Ночное дежурство доктора Кузнецова | страница 3



 События тех двенадцати часов, о которых я хочу рассказать, стали единственными в моей долгой жизни, не имеющими достоверного объяснения.

 Я взрослел, потом старел, образ моих мыслей менялся, менялся мир вокруг меня, подвергались разным трансформациям и те двенадцать часов. Они были сначала близкими, потом отдалились, потом стали почти неразличимы и постепенно превратились в сказку. В страшную сказку. А если хорошо подумать, то поймёшь, что жизнь многих и многих поколений в России и есть страшная сказка, которую никогда не понять среднему европейцу с его вялым восприятием мира, осторожностью, трепетным отношением к своей собственной жизни и убогой религиозностью. Страх всегда тащил нас вперёд, он же отбрасывал назад, но всегда был в крови нашей, в поступках наших, в молитвах наших. И сейчас, надменно считая себя выше скучной Европы и жирной Америки, мы не избавились от него. Страх питают, из него же странным парадоксом произрастая, вечное русское теперь уже наивное богоискательство и такая же вечная идея русского мессианства. Ни богоискательство, ни русская идея не уничтожат этот страх, потому что подобное не уничтожается подобным.
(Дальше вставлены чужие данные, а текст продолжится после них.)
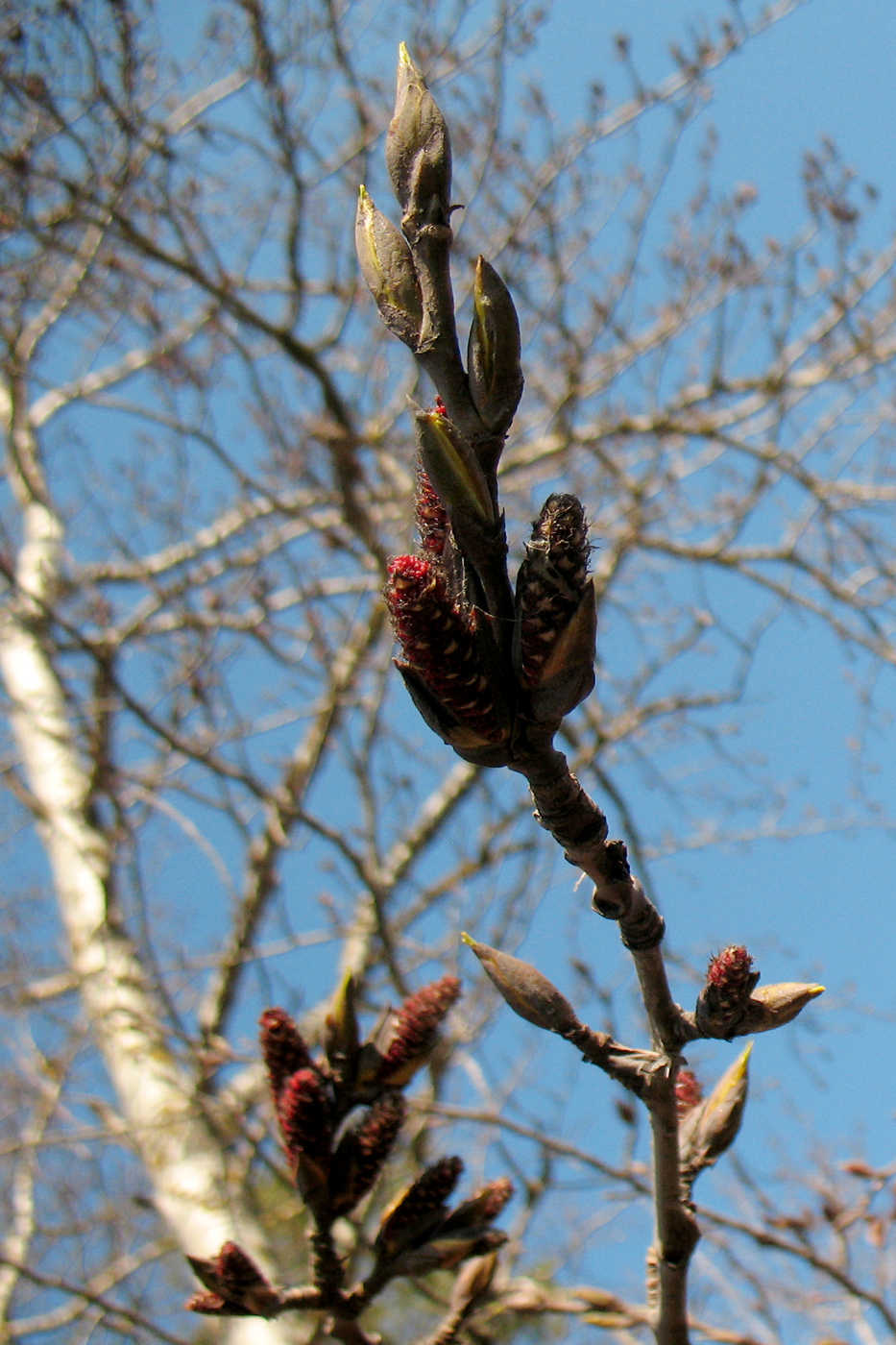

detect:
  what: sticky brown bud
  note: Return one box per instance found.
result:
[679,1045,754,1177]
[258,1009,312,1106]
[695,944,759,1037]
[386,41,450,223]
[325,972,359,1086]
[440,1177,514,1234]
[355,185,423,350]
[514,495,596,723]
[460,934,581,1037]
[467,257,523,434]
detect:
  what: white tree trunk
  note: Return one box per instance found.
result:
[0,499,296,1345]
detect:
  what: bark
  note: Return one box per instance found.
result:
[0,422,296,1345]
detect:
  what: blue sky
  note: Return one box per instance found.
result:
[50,0,896,1333]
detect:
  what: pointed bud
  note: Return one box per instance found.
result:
[394,1228,507,1275]
[695,944,759,1037]
[385,555,510,750]
[325,971,359,1087]
[386,41,450,223]
[187,1243,281,1317]
[374,1158,464,1259]
[679,1045,754,1177]
[414,410,496,525]
[355,185,423,350]
[738,981,825,1035]
[467,257,523,434]
[258,1009,312,1107]
[460,934,581,1037]
[329,1092,406,1214]
[379,976,460,1088]
[414,463,450,558]
[450,1251,497,1317]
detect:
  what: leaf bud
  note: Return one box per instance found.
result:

И не лечится, вопреки расхожему присловью, бытовавшему как аксиома в нецивилизованные времена.


 Но возвращаюсь к своему повествованию, в год 1974.


 Я что-то запозднился в тот вечер, готовя давно обещанный своему куратору реферат. Почти все уже ушли, больные разбрелись по палатам смотреть телевизор, а дежурная уборщица с приклеенной к лицу улыбкой на случай неожиданной встречи с пациентом, тёрла в коридоре идеально чистый паркет. Собственно, и я собирался уходить, как вдруг в ординаторскую заглянул Розенталь.

 — Борис Васильевич, вы один? — почему-то испуганно озираясь, вопросил он. Розенталь всегда именно вопрошал, а не спрашивал, понять в чём тут тонкость я не мог, хотя и не особо задумывался об этом.

 — Да, Леонид Викторович, — ответил я, втискивая толстую папку с рефератом в портфель. — Все ушли. Только Алексей Игнатьевич ещё здесь, он у себя.

 — Это хорошо, что все ушли, а Вольский у себя, — как-то растерянно произнёс профессор, входя. Был он сухощав, подтянут, с редкими желтовато-белыми волосами, стекающими к оттопыренным ушам. Высокий лоб, утыканный крупными старческими пигментациями, блестел натянутой кожей, а прямой нос, нагруженный богатыми, кажется, золотыми и старинными очками, совсем не казался еврейским. — Да, все ушли.… Так вы один? — ни к селу, ни к городу повторил он.